Mesmerized, we sit in front of our big screen TVs, too wired to sleep, too tired to do anything else but watch the mindless entertainment of various "reality" shows. Fear Factor? Disgust Factor is more like it. There's nothing like trying to choke down a TV dinner while some pathetic loser on TV is trying to choke down a bucket of worms. What most people don't realize, though, is that it's probably healthier to eat the worms than it is to eat the TV dinner.

However, should we end up with acute indigestion or chronic insomnia it's likely we'll find the remedy in the next commercial. Collectively, pharmaceutical companies make up another big block of TV advertisers. Prescription and over-the-counter drugs promise relief from all that ails us. We're addicted to medications that put us to sleep, wake us up, calm us down, increase our energy, steady our nerves, cure our colds, treat our allergies, stimulate our libidos, or alleviate our pain. There's a medication to treat just about everything except stupidity.

Face it! Americans are the most drug-addicted people on Earth. We show great tolerance for addictions to legal drugs, but zero tolerance for even the most casual use of illegal ones. How hypocritical is that?

American consumers spend many billions annually on legal drug purchases, a few billions more on illegal drugs, and upwards of $40 billion to fight the war on (some) drugs. Never mind that a lucrative market for illegal drugs can only maintain in a climate of prohibition. We're not only addicted to drugs, we're addicted to failed drug policies, too.
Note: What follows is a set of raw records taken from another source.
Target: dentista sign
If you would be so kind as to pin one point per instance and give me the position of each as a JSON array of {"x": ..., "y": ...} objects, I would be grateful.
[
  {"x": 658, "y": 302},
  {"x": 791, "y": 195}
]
Disclaimers and warnings of serious side effects always accompany prescription drug ads:

Uncle Festus' Hangnail Remover has been shown to cause headache, nausea, vomiting, bleeding ulcers, hair loss, loose teeth, diarrhea, rectal hemorrhaging, and bad breath. Some people may be at increased risk for heart attack, stroke, liver or kidney failure, athlete's foot or dementia. Deaths have been known to occur. Use only as directed. If symptoms persist or become worse, contact your doctor.

Thanks, but when the known side effects of treatment exceed, in number and severity, the symptoms of the original ailment, a prudent person will either suffer through the original ailment or seek out treatment alternatives.

We humans are versatile creatures and we owe much of our versatility to television. Thanks to our addiction to TV and our susceptibility to the influence it has over our lives, we've become portable disposal units for the fast food industry and mobile toxic waste disposal sites for the pharmaceuticals industry. We should probably aspire to something better, but until we see a suggestion for it in a TV commercial, we probably won’t.